Program Coverage and Expansion

First, potential added funding and covered services will empower the most successful grantees to scale their efforts. The provision that would increase the allowance for administrative and incidental costs (like food and beverage) acknowledges two important aspects of program operations: the need to augment staff outreach and screening activities. With this change, our

partners will be empowered to reach more veterans who require services the grant can provide, do so in a way that builds trust in non-clinical settings, and screen them for eligibility. More individualized, peer-based approaches to outreach are backed by the evidence and are just common sense. A simple gathering over pizza or coffee can build trust and open the door for a veteran to reach out for help.

Additionally, the IVMF and our partners appreciate proposed changes in legislation that would provide financial reimbursement to veterans for transportation and ride-shares to appointments.
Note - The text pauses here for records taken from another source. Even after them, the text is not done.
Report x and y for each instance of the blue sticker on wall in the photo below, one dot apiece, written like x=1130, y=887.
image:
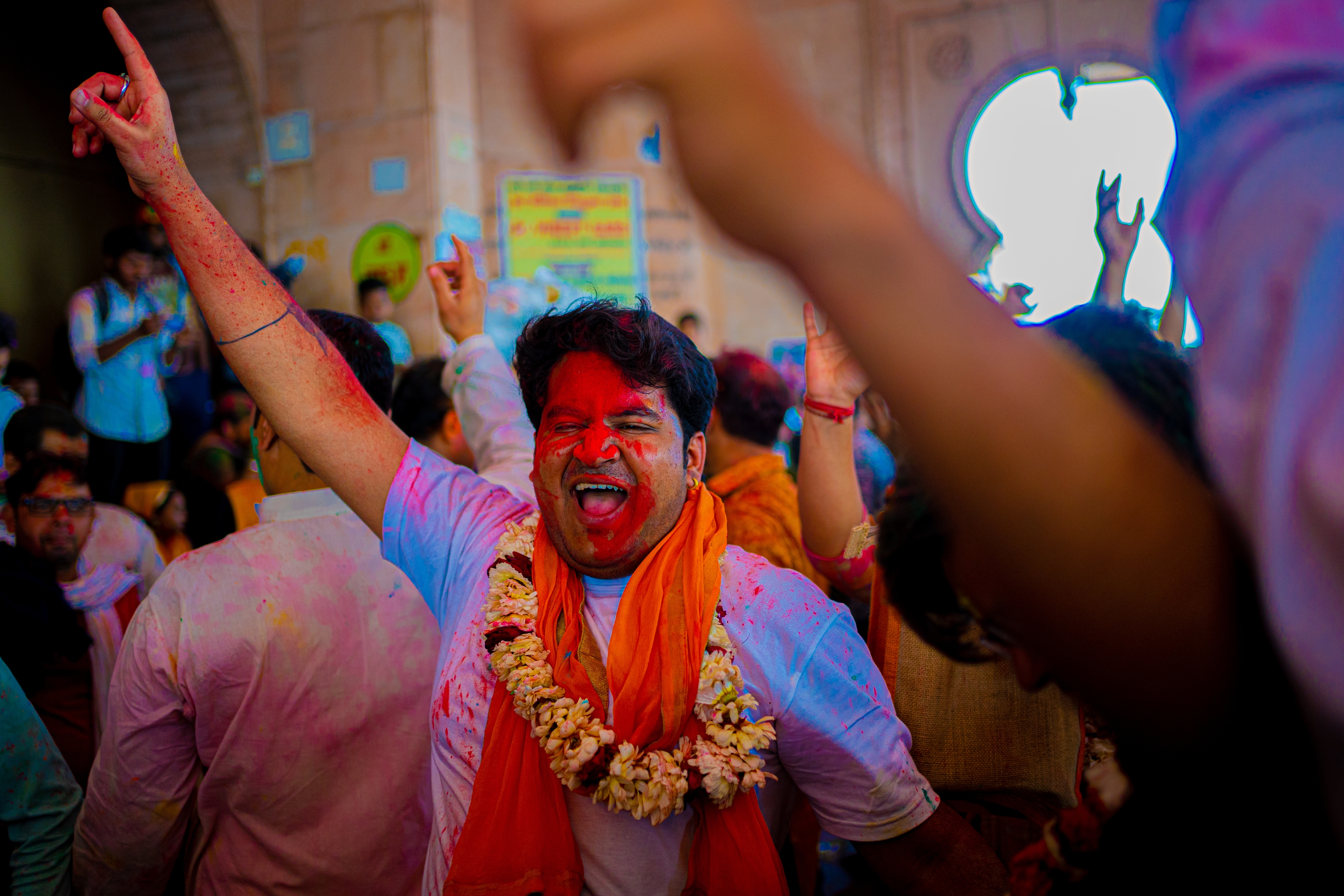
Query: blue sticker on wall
x=651, y=146
x=387, y=175
x=289, y=138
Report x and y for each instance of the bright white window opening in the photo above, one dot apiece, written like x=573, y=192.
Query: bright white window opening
x=1033, y=173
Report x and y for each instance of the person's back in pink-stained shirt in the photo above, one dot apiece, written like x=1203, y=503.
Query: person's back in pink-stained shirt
x=269, y=716
x=271, y=719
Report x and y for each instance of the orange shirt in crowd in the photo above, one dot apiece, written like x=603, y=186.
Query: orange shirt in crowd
x=761, y=502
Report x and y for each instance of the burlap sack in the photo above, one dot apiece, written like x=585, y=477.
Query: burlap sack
x=972, y=727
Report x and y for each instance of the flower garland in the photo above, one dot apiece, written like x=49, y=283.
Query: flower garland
x=584, y=753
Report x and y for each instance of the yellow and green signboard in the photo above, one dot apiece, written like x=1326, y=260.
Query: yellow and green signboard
x=390, y=253
x=589, y=230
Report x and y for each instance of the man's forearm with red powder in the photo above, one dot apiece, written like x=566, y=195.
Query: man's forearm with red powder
x=296, y=378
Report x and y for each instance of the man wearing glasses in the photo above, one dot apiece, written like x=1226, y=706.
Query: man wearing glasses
x=61, y=618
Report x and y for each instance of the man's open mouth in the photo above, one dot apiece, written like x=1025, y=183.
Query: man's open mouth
x=600, y=499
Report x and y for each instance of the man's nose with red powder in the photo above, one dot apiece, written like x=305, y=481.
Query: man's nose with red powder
x=597, y=447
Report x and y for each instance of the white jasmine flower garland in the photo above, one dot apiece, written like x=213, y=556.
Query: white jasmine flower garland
x=647, y=784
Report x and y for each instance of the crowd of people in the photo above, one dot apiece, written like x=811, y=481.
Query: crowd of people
x=1008, y=608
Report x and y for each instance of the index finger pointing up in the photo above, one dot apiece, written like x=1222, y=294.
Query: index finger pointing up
x=138, y=64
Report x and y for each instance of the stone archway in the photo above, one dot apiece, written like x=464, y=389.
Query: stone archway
x=54, y=209
x=211, y=104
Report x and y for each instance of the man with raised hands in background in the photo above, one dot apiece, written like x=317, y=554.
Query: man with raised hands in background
x=615, y=649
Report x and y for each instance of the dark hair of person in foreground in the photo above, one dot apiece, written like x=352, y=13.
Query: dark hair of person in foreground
x=648, y=351
x=23, y=433
x=1152, y=381
x=420, y=404
x=363, y=350
x=753, y=398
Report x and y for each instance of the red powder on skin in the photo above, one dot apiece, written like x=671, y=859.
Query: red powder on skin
x=585, y=391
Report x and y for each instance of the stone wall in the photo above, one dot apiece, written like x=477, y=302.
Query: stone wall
x=441, y=84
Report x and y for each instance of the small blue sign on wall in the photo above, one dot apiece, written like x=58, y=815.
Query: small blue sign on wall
x=289, y=138
x=387, y=175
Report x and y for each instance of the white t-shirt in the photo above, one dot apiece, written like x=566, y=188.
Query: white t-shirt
x=604, y=847
x=839, y=738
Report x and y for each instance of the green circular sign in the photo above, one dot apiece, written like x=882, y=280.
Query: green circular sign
x=390, y=253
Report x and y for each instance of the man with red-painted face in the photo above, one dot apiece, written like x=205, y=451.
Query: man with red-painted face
x=624, y=703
The cost of an Uber ride should not be the barrier that stops a veteran from getting the critical care that might save their life.

Taken together, these provisions that may be critical for program expansion, outreach, and addressing access challenges for veterans will not only result in more veterans obtaining the mental help support they may need, but also open the door to other services grantees provide directly or indirectly through referrals to partner organizations.

Screening and Eligibility

The proposed training on the Columbia-Suicide Severity Rating Scale (C-SSRS, or Columbia Protocol) for grantees is also important. While some of our community partners support adoption of the Columbia Protocol’s as the main required screening, others would prefer more guidance on implementing the Protocol or an adjustment to when and how it is used within the program.
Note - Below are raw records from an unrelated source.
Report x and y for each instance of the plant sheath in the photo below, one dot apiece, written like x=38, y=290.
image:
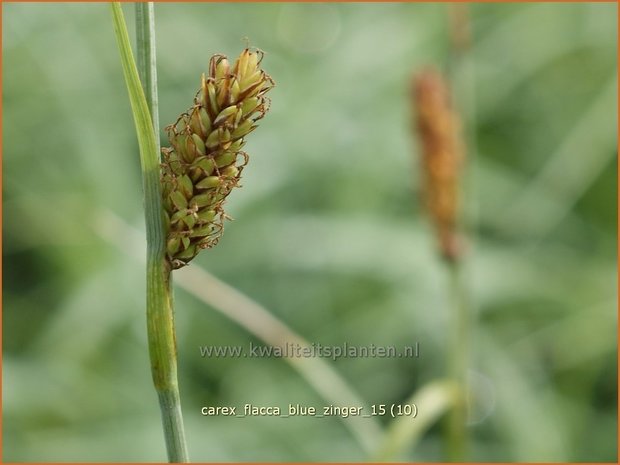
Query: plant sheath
x=160, y=321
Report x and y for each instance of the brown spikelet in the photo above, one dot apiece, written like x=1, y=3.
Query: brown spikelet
x=205, y=161
x=438, y=128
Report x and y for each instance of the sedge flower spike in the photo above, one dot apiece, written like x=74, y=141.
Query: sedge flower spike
x=205, y=160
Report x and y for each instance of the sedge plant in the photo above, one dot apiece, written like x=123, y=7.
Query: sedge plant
x=439, y=130
x=185, y=190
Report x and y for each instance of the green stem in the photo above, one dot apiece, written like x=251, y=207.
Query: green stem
x=462, y=82
x=458, y=361
x=160, y=321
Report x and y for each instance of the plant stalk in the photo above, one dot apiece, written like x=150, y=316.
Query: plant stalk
x=160, y=321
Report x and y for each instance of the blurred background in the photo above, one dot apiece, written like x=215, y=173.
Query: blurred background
x=329, y=235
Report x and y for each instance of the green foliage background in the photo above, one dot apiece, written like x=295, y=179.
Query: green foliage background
x=328, y=231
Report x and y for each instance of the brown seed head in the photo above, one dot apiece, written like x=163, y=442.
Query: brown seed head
x=438, y=128
x=205, y=161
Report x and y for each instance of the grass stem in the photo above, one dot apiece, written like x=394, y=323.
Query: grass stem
x=458, y=361
x=160, y=321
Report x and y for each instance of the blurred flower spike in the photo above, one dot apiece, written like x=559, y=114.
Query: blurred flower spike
x=205, y=161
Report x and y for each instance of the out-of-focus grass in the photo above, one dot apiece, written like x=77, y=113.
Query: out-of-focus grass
x=328, y=234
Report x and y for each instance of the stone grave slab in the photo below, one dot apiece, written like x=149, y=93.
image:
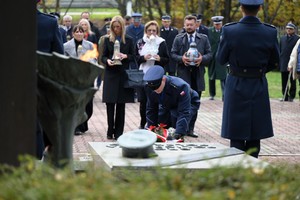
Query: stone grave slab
x=172, y=155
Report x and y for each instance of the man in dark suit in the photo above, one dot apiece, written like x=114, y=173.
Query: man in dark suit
x=171, y=101
x=94, y=28
x=286, y=45
x=251, y=49
x=200, y=27
x=194, y=75
x=216, y=71
x=48, y=40
x=168, y=33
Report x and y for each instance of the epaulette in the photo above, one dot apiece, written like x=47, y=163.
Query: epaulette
x=173, y=85
x=48, y=15
x=270, y=25
x=230, y=23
Most essentially, grantees have expressed that while evidence-based risk assessments are necessary, they hope that moving forward, the intake and screening process can balance standards with burden considerations for both veterans and program staff.
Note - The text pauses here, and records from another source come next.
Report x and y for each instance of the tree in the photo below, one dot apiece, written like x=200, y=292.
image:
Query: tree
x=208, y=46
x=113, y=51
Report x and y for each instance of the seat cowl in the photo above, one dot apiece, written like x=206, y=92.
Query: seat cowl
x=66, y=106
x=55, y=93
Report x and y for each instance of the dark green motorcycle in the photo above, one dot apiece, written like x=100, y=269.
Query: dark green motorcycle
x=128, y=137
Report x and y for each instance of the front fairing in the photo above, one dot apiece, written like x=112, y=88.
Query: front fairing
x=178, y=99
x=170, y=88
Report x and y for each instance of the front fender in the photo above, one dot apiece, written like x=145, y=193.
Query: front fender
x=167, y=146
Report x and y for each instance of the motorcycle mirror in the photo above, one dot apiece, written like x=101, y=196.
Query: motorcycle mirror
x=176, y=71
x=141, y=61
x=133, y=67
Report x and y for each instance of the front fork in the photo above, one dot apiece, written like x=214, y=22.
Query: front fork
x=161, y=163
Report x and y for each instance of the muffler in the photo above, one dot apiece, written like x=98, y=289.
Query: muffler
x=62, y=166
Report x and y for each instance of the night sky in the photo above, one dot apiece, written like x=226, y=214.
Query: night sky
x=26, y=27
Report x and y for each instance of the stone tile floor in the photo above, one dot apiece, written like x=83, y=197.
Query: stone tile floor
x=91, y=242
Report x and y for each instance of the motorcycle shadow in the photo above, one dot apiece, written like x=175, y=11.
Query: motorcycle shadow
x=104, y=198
VA Collaboration and Compliance

Some of the most necessary proposed changes to the legislation are the provisions designed to increase support of the program by the VA, and to hold the VA accountable for their role in making this program successful. Our partners have routinely experienced inconsistencies in awareness and compliance by their local VAMCs once a veteran has been deemed eligible for the program, and by extension VA care. Training for the VA is essential to ensure that the SSG Fox SPGP is implemented appropriately across the enterprise. This implementation must include ongoing, formal collaboration and streamlined enrollment processes between VAMCs and grantees.

Therefore, the proposed reports back to the committees monitoring these activities are a welcome add. We would encourage strengthening this area to the greatest practical extent so that oversight can be exercised when the program is not being carried out in alignment with congressional intent.

At the same time, we appreciate the proposal to allow veterans to be covered by emergent suicide care coverage if the VA is nonresponsive. This provision will ensure grantees can effectively help veterans get the care they need. Relatedly, the Committee may wish to ensure grantees can offerinterim mental health support while veterans are waiting for appointments, particularly in regions that have limited resources in the VA or otherwise.

Conclusion

The evidence for reauthorizing this program is clear, and the proposed changes address key improvements sought by our partners. We deeply appreciate the Committees’ steadfast commitment to increasing the VA’s investment in prevention so that we can reduce the number of veterans in crisis and ensure they thrive in their post-service lives. We reaffirm our own dedication to sharing insights from our research and practice, ensuring our community partners can provide feedback of their “boots on the ground” experiences, and ultimately contribute to this critical shared mission.